L’arato campo dell’anima è una parola che resta, il silenzio del cuore, l’ampia fioritura delle terre polverose e le nuove arature. Ma ci vuole qualcosa da opporre alla Morte che balza nei vestiboli con la sua prossima vicinanza, qualcosa da opporre al cuore pesante all’imbrunire che sia spasimo e sorgente, falena e preghiera, meraviglia e ampio gesto: «Vorrei in punto di morte ricordare / quello che amai: la neve turbinosa / che come frusta mi sferzava il viso, / tutte le cose belle e delicate / di cui lieta patii le trafitture / con labbra sempre docili al sorriso – / io tutto amai con l’anima radiosa / sempre, nessuna forza risparmiando, / noncurante che si spezzasse il cuore – / cantavo come cantano i fanciulli, / tutto volgendo in musica e trovando / la vita di per sé meravigliosa».
L’intera esistenza di Sara Teasdale ha vissuto la pervicace specularità di luce e ombra, amore e morte, dolore e gioia stupita: sono le ore regali che la sua anima concede. Come il fallimento del suo matrimonio con il ricco industriale, Ernst Filsinger. I due vivono a New York e la loro unione, dopo l’entusiasmo febbrile dei primi tempi, inizia a scolpire la sua gabbia e si scioglie.

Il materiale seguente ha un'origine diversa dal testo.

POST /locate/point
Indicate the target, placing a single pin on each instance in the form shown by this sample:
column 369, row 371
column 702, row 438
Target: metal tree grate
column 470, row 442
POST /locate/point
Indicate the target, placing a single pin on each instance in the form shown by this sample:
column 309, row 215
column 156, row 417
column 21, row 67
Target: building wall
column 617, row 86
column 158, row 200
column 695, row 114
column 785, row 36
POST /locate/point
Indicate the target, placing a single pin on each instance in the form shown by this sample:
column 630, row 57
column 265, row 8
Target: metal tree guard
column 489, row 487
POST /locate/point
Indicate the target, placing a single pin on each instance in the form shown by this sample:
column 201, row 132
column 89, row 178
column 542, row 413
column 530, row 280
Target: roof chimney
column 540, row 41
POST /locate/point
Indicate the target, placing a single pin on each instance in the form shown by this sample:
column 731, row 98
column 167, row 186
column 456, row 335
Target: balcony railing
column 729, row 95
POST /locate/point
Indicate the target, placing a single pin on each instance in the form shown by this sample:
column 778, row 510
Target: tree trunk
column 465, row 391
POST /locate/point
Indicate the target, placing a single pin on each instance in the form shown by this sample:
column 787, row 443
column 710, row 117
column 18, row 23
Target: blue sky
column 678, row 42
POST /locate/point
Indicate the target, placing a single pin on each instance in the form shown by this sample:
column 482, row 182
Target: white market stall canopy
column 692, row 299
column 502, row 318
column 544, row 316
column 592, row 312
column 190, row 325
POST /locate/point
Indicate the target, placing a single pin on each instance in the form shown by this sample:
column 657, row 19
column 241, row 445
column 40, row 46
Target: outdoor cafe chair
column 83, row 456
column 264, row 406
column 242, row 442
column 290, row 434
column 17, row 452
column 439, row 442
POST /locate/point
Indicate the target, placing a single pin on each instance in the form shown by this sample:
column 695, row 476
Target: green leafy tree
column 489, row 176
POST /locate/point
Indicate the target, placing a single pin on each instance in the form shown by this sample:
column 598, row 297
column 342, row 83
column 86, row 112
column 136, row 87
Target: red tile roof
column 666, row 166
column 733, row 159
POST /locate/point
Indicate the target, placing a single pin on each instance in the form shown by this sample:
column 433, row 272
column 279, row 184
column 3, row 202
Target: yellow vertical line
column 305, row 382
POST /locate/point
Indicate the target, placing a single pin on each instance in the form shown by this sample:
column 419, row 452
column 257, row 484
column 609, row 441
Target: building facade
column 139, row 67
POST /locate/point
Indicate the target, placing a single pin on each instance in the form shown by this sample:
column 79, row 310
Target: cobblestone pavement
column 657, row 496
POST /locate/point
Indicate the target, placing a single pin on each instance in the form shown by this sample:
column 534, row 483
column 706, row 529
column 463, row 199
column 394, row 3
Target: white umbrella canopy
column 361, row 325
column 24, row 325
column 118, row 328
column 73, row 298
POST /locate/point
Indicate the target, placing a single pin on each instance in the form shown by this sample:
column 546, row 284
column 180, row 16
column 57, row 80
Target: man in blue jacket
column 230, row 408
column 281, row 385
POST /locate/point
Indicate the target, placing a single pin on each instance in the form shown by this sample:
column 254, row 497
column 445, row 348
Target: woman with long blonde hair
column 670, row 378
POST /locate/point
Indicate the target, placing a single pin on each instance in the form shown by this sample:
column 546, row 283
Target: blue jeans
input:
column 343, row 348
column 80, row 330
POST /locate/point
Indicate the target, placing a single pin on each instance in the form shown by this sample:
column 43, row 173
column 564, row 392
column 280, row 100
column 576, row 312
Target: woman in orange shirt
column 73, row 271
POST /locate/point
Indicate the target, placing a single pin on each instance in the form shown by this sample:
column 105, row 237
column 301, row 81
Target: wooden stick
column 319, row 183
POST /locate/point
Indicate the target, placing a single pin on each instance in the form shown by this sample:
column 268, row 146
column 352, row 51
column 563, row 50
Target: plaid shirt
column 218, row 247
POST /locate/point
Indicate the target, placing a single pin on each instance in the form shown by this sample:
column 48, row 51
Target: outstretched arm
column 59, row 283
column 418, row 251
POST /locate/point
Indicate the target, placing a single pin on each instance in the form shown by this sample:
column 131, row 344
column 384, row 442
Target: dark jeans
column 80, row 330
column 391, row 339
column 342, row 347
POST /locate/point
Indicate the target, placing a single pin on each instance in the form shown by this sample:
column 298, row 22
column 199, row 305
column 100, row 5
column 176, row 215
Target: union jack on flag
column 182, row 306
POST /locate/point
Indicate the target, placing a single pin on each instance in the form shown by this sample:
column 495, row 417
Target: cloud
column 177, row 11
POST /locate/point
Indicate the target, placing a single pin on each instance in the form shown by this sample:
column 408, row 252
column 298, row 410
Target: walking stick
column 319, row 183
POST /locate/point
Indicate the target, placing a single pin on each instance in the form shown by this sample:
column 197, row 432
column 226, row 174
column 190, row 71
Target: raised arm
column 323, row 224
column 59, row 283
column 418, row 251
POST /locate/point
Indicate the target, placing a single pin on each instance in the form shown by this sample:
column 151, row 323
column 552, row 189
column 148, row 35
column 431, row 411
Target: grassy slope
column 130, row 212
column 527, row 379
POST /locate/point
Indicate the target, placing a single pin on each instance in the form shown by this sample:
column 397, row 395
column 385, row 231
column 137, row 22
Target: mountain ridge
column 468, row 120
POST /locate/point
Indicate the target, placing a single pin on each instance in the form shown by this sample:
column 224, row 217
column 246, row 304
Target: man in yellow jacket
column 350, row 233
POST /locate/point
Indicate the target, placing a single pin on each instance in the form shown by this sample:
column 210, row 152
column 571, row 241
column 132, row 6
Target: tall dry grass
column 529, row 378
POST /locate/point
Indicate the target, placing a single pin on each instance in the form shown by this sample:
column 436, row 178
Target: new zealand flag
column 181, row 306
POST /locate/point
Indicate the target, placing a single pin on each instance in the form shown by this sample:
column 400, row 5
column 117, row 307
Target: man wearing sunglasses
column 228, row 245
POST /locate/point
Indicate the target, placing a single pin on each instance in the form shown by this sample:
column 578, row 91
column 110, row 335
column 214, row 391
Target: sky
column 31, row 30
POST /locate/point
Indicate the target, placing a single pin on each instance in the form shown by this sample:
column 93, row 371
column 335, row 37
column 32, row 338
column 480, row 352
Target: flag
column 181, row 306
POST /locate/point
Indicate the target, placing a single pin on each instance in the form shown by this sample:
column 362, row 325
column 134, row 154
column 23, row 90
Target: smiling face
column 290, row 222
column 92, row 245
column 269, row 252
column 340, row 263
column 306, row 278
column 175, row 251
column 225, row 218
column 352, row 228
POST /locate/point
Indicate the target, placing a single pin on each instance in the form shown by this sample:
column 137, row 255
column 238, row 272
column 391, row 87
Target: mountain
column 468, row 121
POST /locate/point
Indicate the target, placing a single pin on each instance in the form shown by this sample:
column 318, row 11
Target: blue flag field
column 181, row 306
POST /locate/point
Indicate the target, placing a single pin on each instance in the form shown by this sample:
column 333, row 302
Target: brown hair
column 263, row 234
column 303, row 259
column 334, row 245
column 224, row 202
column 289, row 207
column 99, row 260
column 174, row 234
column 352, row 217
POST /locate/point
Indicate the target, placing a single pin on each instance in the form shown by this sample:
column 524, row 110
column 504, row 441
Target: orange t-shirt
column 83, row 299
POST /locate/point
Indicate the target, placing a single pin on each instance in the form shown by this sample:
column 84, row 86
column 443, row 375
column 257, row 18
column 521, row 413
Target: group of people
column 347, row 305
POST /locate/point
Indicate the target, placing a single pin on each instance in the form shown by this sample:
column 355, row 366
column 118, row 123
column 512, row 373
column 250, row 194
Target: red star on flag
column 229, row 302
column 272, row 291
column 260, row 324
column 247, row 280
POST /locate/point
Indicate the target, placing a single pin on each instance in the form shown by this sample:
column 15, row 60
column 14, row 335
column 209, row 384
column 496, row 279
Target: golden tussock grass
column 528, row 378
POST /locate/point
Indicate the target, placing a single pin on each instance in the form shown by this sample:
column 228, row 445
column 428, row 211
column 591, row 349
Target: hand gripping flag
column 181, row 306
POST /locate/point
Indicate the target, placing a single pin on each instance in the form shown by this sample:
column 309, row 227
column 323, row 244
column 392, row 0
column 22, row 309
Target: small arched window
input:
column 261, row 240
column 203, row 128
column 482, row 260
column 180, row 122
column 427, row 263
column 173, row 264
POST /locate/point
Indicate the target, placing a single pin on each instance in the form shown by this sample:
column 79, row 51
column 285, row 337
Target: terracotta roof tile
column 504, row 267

Scavalca le sue stelle disperdendo ciò che ama. La sorte deliziosa delle lune vespertine e gli steli immutabili della sua leggerezza erigono templi e svelano ambiguità, pur cercando compimento.
Il sovrano disvelamento tenue canta la nudità dell’esistenza, deve implorare vite risorte, giustificare il silenzio e allontanarsi dalla solitudine, e infine, febbrilmente, come la primavera, farsi domanda e sbocciare, perché il respiro imprendibile possa appagarsi e beffare la morte con l’ardore soverchio che ama la vita fino al suo estremo e tracimato pronunciamento.
Nel 1933 decide di togliersi la vita (uscirà postuma la sua raccolta Strange Victory). Risuonano come stoffe questi ultimi significativi barbagli che non annullano e non concludono le sue sfuggite parabole: «Luna che s’assottiglia come piuma, / nuvola che nell’alba lieve sfuma – luce che nella luce ama svanire / e dona ancora luce sul morire».